Sunday, October 7, 2018

Week 7.1 - In and Out of Africa (Due 10/9)

Why is African art valued differently than European/American so-called “fine art”? Why are “authentic” pieces valued more by the American/European collectors? How do we determine the “just price” for the pieces of art sold through this transnational market? What are the socio-economic inequalities that structure these exchanges?


  1. One European in the film stated that everyone should be able to collect without loosing their pants over it. He believes that the prices are way too high even for a painting rather than woodwork. Americans on the other hand love the african wood work. Africans will travel to places like California (as they state will "buy anything") an New York. The Africans explain that there is no fixed price on art. What one person knows, another does not. That means one piece that sells for $100 one day is subject to sell for $20 the next. the market is unpredictable. Americans have even been said to buy back beads that the west once sold to the Africans for insane prices because the Africans lie and say they are precious stones from the african soil. Authentic pieces are worth so much more because nowadays, many africans are faking vintage wood and authenticity. By using a special root, they die the wood and then cover it in mud. They let that wood sit for a few weeks and when they clean it off, the wood now is black and looks older than it truly is. In addition, It looked like one african artist was spitting seeds onto a carving in order to get chickens to peck it in attempt to mimic wear and tear. It was also stated that Americans enjoy real art. that doesn't mean the art has to be old necessarily, but does entail that it has to have been worshiped or that the person who carved it had to truly believe in what they were carving. That is true authenticity. As I stated previously, price is pretty much based on knowledge and what the buyer values the carving at. If someone is not acknowledged about african wood, a newer piece worth $15 could be forged and sold for $1500. As far as socioeconomic inequalities go, I'm not positive that there are any. It was stated that "Americans do not pay more for wood, they just buy more wood in general". So to my understanding, it's not like one person is paying a higher price due to status - its distributed evenly.

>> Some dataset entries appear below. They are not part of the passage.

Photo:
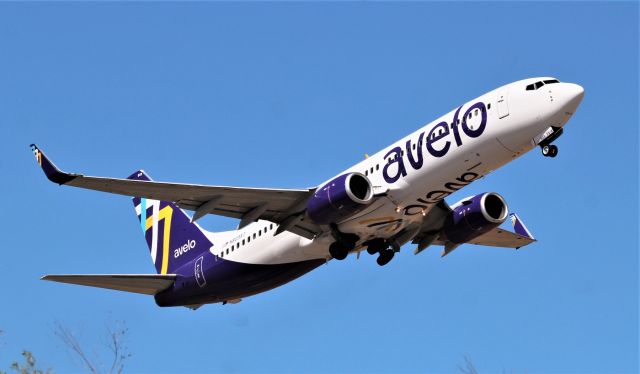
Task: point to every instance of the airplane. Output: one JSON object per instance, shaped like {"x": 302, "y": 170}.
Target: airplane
{"x": 391, "y": 198}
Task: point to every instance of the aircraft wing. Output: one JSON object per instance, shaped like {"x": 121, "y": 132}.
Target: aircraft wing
{"x": 498, "y": 238}
{"x": 281, "y": 206}
{"x": 433, "y": 223}
{"x": 149, "y": 284}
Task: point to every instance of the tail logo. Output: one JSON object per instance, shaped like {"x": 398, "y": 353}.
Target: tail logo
{"x": 37, "y": 153}
{"x": 158, "y": 216}
{"x": 184, "y": 249}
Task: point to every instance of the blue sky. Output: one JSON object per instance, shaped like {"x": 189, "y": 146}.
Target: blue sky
{"x": 286, "y": 95}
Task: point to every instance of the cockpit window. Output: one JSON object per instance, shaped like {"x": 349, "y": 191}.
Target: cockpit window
{"x": 535, "y": 86}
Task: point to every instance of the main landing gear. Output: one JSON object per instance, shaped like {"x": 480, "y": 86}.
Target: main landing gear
{"x": 549, "y": 150}
{"x": 385, "y": 250}
{"x": 344, "y": 243}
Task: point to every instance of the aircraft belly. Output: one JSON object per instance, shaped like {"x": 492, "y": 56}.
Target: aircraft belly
{"x": 228, "y": 280}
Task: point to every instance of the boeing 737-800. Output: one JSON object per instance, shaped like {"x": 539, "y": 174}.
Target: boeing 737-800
{"x": 391, "y": 198}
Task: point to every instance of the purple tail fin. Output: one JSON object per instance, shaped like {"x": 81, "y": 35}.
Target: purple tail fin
{"x": 172, "y": 238}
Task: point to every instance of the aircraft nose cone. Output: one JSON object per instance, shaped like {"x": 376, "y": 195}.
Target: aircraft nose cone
{"x": 572, "y": 95}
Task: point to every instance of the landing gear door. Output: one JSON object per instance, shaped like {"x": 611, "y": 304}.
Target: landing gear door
{"x": 503, "y": 106}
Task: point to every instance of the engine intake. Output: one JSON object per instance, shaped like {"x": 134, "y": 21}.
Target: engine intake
{"x": 340, "y": 198}
{"x": 475, "y": 216}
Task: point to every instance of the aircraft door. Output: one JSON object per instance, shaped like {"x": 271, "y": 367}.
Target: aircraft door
{"x": 503, "y": 106}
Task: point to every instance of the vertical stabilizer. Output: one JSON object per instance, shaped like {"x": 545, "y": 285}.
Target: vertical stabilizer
{"x": 172, "y": 238}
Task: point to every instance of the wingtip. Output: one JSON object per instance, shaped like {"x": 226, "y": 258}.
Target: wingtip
{"x": 50, "y": 170}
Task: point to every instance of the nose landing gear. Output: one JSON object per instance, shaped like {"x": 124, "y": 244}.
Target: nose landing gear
{"x": 549, "y": 150}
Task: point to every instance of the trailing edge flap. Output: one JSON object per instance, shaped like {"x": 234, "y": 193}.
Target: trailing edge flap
{"x": 497, "y": 238}
{"x": 149, "y": 284}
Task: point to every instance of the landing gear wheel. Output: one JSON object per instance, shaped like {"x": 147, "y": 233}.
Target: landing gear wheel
{"x": 376, "y": 245}
{"x": 338, "y": 251}
{"x": 550, "y": 150}
{"x": 384, "y": 257}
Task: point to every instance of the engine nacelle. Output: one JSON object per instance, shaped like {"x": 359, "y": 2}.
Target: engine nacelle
{"x": 475, "y": 216}
{"x": 340, "y": 198}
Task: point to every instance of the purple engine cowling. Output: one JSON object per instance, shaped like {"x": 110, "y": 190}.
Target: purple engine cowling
{"x": 475, "y": 216}
{"x": 340, "y": 198}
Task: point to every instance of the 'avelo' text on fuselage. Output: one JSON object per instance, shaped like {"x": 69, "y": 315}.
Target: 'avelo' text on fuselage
{"x": 437, "y": 142}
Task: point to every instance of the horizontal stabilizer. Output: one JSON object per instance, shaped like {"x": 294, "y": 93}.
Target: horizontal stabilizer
{"x": 502, "y": 238}
{"x": 149, "y": 284}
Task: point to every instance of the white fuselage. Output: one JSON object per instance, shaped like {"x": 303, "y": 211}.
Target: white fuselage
{"x": 419, "y": 170}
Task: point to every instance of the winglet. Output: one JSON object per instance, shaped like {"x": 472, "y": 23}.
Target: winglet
{"x": 519, "y": 226}
{"x": 50, "y": 169}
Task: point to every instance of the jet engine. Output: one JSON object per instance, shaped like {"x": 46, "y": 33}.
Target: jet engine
{"x": 340, "y": 198}
{"x": 475, "y": 216}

  2. The film In and Out of Africa depicts the story of a merchant, Gabai Baare, who brings “wood” from West Africa to sell in the United States. It further explores what art is, and the context for which the above merchant views the work as art. The film begins with 2 merchants showcasing a “passport,” which is a medallion that was used by a leader to summon their tribe prior to written script being introduced. What was once an important part of society and held as an important tool, is now sold in common gift shops for western peoples (or anyone) to take back as souvenirs. The value of the ‘artwork’ being displayed isn’t based on the value of the raw materials alone or some intrinsic, predictable pattern-but based on what people agree to, what the artist values the work as, and what the merchant values the piece as. It was interesting that the definition of wood was given; 1. A natural material used in the production of furniture, tools, and religious icons. 2. A commodity made of wood. 3. A work of “art.” When one typically thinks of wood, it’s simply timber, or product of a tree, or building material-rarely in the context of art. It wasn’t until a few minutes into the film that it was realized that wood wasn’t the type of building material or timber that I’m accustom to-but what people consider ‘art.’ Furthermore, this art defies what is typically considered art, either-but everyday items used by peoples in Africa or relics. These items are then valued and sent to the United States to sell. The importance of value plays a role, from the bargaining for and/or purchasing of the item in the first place, to the final sale price overseas. Gabai doesn’t have a workshop, or sculpt the pieces he sells-he simply obtains them. From an economic anthropological context, I can see the value in this film. Everyday items, or items manufactured for religious or societal purposes, are recognized, given a value, bartered for or purchased with local currency/cash, transported to a far away place, and sold as artwork. At no point did the original creator of the work have this in mind nor was there an economic motivation in most cases-but eventually the item found its way into that context.